This was highlighted by the fact average cash balances fell from 4.7% in October to 4.4% this month, which is the lowest level since October 2013.
By way of contrast, in October last year the average cash balance held by global fund managers was 5.7%, while the 10-year average is 4.5%.
So, what has been driving this need to put cash to work, despite the fact a record high net 48% of the same investors currently think equities look overvalued?
Only human after all
According to Adrian Lowcock, investment director at Architas, it is perhaps not best to look at average cash positions. He has looked at some IA sectors and notes there are some managers who have been “aggressively” increasing their cash exposure.
“The issue with cash weighting is that they act as a drag in strongly performing equity markets, even more so in the current low interest rate climate,” he says.
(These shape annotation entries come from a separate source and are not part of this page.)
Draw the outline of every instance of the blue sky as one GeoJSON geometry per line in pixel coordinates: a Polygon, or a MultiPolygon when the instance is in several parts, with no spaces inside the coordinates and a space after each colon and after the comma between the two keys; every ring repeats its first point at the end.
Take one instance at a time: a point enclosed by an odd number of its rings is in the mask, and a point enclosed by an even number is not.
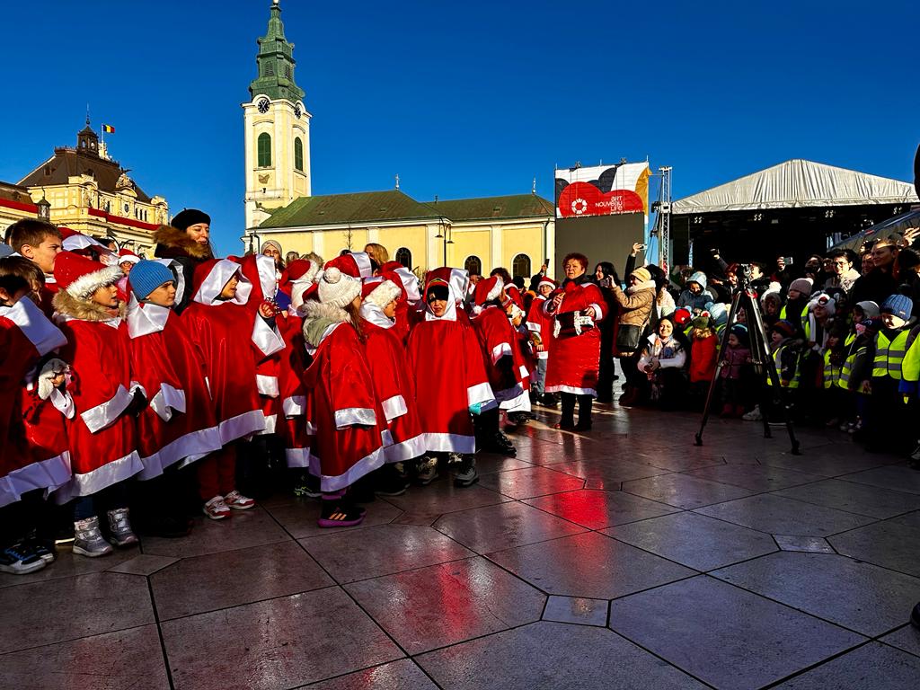
{"type": "MultiPolygon", "coordinates": [[[[173,213],[243,231],[243,116],[270,0],[9,3],[0,180],[74,145],[86,106],[173,213]]],[[[282,0],[313,113],[313,191],[537,191],[554,166],[673,167],[675,198],[788,158],[910,180],[908,2],[282,0]]]]}

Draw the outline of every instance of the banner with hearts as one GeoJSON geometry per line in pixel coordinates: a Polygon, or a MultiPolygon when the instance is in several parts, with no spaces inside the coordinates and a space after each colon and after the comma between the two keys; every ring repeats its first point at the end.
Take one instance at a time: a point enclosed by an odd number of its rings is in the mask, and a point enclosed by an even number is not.
{"type": "Polygon", "coordinates": [[[648,163],[557,170],[556,215],[648,214],[649,175],[648,163]]]}

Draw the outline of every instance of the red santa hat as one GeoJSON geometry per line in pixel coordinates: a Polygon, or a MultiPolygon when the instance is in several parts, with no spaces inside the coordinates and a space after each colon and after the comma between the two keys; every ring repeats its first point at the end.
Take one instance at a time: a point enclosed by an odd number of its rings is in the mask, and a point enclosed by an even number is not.
{"type": "Polygon", "coordinates": [[[364,302],[383,308],[393,300],[398,299],[399,295],[402,294],[402,290],[393,281],[384,276],[374,276],[364,279],[361,286],[361,294],[364,302]]]}
{"type": "Polygon", "coordinates": [[[224,292],[224,286],[235,275],[239,280],[235,302],[245,305],[252,292],[252,283],[243,275],[240,265],[229,259],[209,259],[195,267],[191,281],[192,300],[202,305],[213,305],[224,292]]]}
{"type": "Polygon", "coordinates": [[[118,263],[121,264],[127,261],[128,263],[138,263],[141,258],[137,256],[131,249],[119,249],[118,251],[118,263]]]}
{"type": "Polygon", "coordinates": [[[352,251],[330,259],[326,262],[324,268],[339,269],[342,273],[352,278],[370,278],[374,275],[374,270],[371,269],[371,257],[363,251],[352,251]]]}
{"type": "Polygon", "coordinates": [[[487,302],[497,300],[501,294],[501,288],[505,286],[501,276],[493,275],[483,278],[476,283],[476,290],[473,292],[473,302],[477,306],[482,306],[487,302]]]}
{"type": "Polygon", "coordinates": [[[343,273],[328,263],[319,279],[318,295],[320,303],[344,309],[355,297],[361,295],[361,281],[343,273]]]}
{"type": "Polygon", "coordinates": [[[111,285],[123,275],[118,266],[105,266],[72,251],[62,251],[54,259],[54,281],[59,290],[85,300],[100,287],[111,285]]]}

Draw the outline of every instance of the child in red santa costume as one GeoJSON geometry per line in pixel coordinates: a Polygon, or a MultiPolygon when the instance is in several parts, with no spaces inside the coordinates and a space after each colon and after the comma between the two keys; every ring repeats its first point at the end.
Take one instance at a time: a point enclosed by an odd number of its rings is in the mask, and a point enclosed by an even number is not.
{"type": "MultiPolygon", "coordinates": [[[[63,417],[50,404],[52,416],[46,413],[44,417],[56,425],[46,425],[49,428],[43,430],[46,443],[37,447],[30,443],[34,438],[30,431],[36,430],[29,421],[38,417],[31,404],[33,397],[38,399],[34,391],[38,366],[66,339],[29,298],[28,272],[21,270],[23,265],[30,268],[29,264],[21,257],[0,259],[0,390],[4,391],[0,397],[0,439],[4,442],[0,444],[0,572],[14,575],[34,572],[53,559],[53,551],[31,533],[40,521],[45,496],[70,478],[63,417]]],[[[46,375],[43,370],[41,375],[46,375]]]]}
{"type": "Polygon", "coordinates": [[[304,338],[315,352],[304,374],[310,471],[322,490],[318,525],[347,527],[360,524],[364,511],[346,489],[384,465],[388,433],[365,359],[361,281],[327,264],[316,297],[304,305],[304,338]]]}
{"type": "Polygon", "coordinates": [[[236,489],[237,443],[265,429],[256,362],[284,348],[273,325],[274,310],[247,305],[252,283],[239,264],[212,259],[195,267],[192,301],[182,312],[183,326],[198,350],[224,447],[198,463],[199,491],[204,514],[230,517],[255,501],[236,489]]]}
{"type": "Polygon", "coordinates": [[[424,320],[408,338],[409,367],[415,375],[419,420],[428,454],[419,467],[419,481],[438,476],[438,453],[460,457],[457,486],[478,480],[476,436],[470,415],[497,408],[489,385],[482,348],[476,331],[461,319],[455,295],[441,278],[425,286],[424,320]]]}
{"type": "MultiPolygon", "coordinates": [[[[362,294],[361,317],[367,363],[392,441],[392,445],[386,447],[386,461],[405,463],[420,457],[425,444],[416,408],[415,380],[397,330],[397,308],[402,290],[393,281],[380,276],[364,280],[362,294]]],[[[398,496],[408,486],[397,473],[381,481],[377,493],[382,495],[398,496]]]]}
{"type": "MultiPolygon", "coordinates": [[[[479,281],[473,292],[473,328],[482,346],[489,383],[499,408],[525,408],[530,411],[518,334],[508,320],[514,303],[505,294],[501,276],[495,274],[479,281]]],[[[500,428],[499,408],[483,411],[477,420],[481,449],[513,456],[514,445],[500,428]]]]}
{"type": "Polygon", "coordinates": [[[531,340],[536,350],[536,369],[531,375],[530,390],[532,399],[540,400],[545,405],[557,405],[555,396],[546,393],[546,363],[549,361],[549,346],[553,339],[553,317],[547,315],[543,307],[546,297],[558,287],[552,278],[544,276],[536,284],[536,296],[530,304],[527,312],[527,329],[531,332],[531,340]]]}
{"type": "Polygon", "coordinates": [[[62,359],[74,371],[75,414],[68,420],[73,477],[55,494],[74,506],[74,553],[104,556],[98,512],[109,517],[109,541],[137,543],[128,514],[125,480],[144,468],[137,453],[135,417],[145,407],[143,387],[132,380],[131,341],[118,298],[117,266],[63,251],[54,262],[55,319],[67,338],[62,359]]]}
{"type": "Polygon", "coordinates": [[[167,261],[138,262],[128,282],[132,371],[150,396],[137,419],[141,479],[189,465],[223,445],[201,362],[172,310],[176,276],[167,261]]]}

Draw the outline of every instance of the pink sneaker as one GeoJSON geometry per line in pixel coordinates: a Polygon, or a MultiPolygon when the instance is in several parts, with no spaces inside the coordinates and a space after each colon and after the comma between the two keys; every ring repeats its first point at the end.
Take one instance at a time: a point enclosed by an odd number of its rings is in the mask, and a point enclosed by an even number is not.
{"type": "Polygon", "coordinates": [[[236,489],[224,497],[224,502],[235,511],[247,511],[256,505],[256,501],[247,496],[244,496],[236,489]]]}

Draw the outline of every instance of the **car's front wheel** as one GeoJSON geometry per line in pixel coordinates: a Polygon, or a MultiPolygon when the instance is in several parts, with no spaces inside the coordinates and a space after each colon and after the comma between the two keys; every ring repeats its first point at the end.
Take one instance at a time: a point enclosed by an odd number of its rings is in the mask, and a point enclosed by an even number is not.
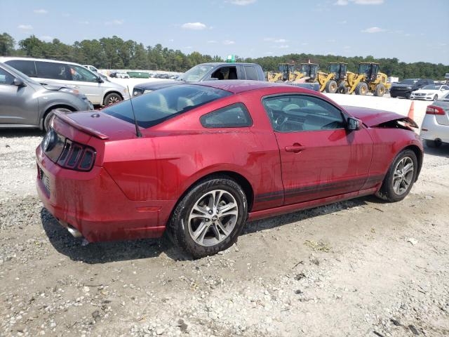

“This contradictory stance – of reducing cash even though the manager believes equity markets are expensive – can be driven by human behaviour. If a manager sits out of a market rally, the longer it goes on the more concerned they became they have missed out and eventually they capitulate on their view and invest.”
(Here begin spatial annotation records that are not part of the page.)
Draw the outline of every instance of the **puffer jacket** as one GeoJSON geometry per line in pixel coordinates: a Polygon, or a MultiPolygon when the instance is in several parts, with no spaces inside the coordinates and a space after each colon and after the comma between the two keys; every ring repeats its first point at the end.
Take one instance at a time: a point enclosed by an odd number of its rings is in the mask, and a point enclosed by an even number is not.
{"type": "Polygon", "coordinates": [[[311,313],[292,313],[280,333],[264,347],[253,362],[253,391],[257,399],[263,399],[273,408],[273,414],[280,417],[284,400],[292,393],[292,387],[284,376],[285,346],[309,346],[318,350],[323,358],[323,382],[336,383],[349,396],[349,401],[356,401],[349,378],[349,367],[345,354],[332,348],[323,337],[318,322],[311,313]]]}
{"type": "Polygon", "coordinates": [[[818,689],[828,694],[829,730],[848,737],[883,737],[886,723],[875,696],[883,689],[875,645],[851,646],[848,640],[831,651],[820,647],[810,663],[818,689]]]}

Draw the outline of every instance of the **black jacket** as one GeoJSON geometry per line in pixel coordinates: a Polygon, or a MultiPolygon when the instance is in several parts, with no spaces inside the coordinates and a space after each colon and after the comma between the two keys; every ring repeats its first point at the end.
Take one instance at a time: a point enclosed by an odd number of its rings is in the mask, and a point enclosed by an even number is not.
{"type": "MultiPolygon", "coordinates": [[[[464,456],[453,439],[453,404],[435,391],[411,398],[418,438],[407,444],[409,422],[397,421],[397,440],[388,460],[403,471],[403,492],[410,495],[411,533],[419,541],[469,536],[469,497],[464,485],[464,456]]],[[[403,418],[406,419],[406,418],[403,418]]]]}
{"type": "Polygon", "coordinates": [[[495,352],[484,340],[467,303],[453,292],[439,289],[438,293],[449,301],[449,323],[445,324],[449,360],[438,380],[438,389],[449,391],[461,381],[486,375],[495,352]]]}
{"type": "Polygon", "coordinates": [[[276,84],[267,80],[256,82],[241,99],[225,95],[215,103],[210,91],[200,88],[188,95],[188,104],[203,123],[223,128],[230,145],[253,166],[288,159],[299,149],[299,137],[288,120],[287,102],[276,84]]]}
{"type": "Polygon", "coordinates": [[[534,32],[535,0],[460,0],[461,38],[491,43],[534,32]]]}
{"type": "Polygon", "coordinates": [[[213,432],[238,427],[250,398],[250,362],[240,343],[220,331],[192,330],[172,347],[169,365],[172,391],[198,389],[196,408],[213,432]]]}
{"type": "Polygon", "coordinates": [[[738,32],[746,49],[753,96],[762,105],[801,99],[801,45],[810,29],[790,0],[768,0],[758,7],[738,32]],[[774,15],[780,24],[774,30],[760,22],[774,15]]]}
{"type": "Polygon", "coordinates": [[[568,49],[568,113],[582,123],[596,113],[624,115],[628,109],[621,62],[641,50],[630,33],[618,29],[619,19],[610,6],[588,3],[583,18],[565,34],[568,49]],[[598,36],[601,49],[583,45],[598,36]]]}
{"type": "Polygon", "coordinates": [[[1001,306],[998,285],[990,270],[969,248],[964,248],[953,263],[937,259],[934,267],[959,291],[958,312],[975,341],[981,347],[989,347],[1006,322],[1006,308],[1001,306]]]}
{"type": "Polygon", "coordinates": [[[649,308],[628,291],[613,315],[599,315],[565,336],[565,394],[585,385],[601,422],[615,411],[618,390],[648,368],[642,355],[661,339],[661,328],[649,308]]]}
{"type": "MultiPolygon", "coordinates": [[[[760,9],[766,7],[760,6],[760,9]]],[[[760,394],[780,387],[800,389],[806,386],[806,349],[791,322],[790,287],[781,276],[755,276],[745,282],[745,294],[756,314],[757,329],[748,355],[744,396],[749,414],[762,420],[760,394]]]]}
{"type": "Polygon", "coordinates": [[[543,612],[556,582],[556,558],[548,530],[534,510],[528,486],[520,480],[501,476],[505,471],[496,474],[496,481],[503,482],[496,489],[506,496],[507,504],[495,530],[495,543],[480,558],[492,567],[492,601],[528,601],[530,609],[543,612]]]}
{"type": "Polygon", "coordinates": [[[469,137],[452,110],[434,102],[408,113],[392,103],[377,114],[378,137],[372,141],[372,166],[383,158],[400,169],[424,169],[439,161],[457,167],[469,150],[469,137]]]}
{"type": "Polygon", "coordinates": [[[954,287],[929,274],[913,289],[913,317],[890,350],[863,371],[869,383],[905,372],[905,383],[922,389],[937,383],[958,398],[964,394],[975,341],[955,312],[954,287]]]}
Chris Metcalfe, founder of IBOSS, notes that career risk may be playing a part behind the decision to cut cash, especially for US managers and those managers who don’t work for investment boutiques.
“It’s easier for managers who run money for groups they founded to be long-term as the only pressure they are put under to perform is from themselves,” he says. “However those who work for large asset managers are under more pressure to perform in the short term and as a result they often end up chasing performance.”
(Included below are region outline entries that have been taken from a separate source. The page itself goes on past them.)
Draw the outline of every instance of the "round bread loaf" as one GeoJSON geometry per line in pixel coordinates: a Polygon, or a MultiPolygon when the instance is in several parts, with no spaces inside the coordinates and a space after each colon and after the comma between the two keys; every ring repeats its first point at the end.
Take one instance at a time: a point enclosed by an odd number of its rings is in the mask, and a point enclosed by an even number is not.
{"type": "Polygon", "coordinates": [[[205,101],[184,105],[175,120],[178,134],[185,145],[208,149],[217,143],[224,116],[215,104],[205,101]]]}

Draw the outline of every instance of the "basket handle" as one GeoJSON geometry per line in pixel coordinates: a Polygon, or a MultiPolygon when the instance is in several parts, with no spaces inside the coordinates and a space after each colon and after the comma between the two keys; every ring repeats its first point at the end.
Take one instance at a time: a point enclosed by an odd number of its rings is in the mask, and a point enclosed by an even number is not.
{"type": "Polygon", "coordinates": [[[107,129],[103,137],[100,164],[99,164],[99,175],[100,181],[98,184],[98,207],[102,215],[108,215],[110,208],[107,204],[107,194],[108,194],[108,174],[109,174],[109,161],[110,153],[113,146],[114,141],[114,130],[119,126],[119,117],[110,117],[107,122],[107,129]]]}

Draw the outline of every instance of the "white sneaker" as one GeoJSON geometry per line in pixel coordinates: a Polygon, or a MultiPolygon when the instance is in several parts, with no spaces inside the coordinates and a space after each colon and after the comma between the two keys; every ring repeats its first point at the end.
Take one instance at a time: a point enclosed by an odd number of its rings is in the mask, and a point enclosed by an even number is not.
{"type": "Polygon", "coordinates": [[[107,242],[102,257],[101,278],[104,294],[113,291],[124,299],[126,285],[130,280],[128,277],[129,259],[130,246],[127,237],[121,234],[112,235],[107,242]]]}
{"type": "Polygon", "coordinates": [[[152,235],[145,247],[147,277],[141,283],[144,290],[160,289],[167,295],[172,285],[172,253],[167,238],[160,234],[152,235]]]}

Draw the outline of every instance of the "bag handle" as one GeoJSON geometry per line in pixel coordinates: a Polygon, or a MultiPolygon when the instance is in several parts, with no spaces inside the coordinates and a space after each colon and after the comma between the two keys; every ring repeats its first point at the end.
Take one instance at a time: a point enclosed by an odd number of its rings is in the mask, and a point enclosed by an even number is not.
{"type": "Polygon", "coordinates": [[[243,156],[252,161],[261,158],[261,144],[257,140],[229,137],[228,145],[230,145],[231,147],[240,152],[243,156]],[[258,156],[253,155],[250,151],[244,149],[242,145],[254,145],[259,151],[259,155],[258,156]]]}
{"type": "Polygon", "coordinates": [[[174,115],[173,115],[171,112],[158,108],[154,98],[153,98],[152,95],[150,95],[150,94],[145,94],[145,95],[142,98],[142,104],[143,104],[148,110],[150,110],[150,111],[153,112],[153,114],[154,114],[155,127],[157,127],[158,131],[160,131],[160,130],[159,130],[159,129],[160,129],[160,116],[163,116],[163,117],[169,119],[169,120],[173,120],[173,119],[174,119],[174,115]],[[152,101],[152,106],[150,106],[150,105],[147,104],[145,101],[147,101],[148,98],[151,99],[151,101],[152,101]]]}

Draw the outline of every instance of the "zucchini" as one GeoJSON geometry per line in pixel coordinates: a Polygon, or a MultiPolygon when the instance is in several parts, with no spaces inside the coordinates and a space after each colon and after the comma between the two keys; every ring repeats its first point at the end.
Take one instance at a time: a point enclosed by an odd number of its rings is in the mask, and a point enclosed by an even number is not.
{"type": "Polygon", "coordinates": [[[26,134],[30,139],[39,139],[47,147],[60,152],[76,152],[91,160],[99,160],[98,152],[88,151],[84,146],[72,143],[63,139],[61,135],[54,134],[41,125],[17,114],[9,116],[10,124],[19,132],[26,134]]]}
A ‘contrarian’ cash builder?
Metcalfe, as founder of IBOSS and manager of its model portfolios and Oeics, is one manager who is not cutting his cash weighting. In fact he has explicitly been building his cash position.
“We currently have an allocation of 10% to money market funds in our medium-risk mandate which is the highest weighting for some time,” he says. “Unlike our peers we will not be reducing it unless the equity and bond markets fall, or the economic position improves beyond all recognition.”
Indeed on top of his position in money market funds, Metcalfe says he has further cash holdings via the holding the F&C Property Fund, which has about 15% held in cash, and Alastair Mundy’s Investec Cautious Managed Fund which currently has about 13% in cash.
“The fact that cash is dismissed by many as an asset class doesn’t make it any less of one in our opinion,” he says. “Right now everyone seems to be worried about the direction of markets but no-one can see what the catalyst for them to go down will be. On top of this bonds look terrible value, so in their place we would rather hold cash.”
For Lowcock, the average cash balance held by a fund also doesn’t really tell you that much.
“Many managers will run on the view of being fully invested and there are areas such as Japan, Europe, Asia and emerging markets where markets are not significantly expensive and offer value,” he says.
“We agree that markets are not cheap, but in a world of synchronised global earnings growth, growth could be the driver that reduces the valuation not a large correction.”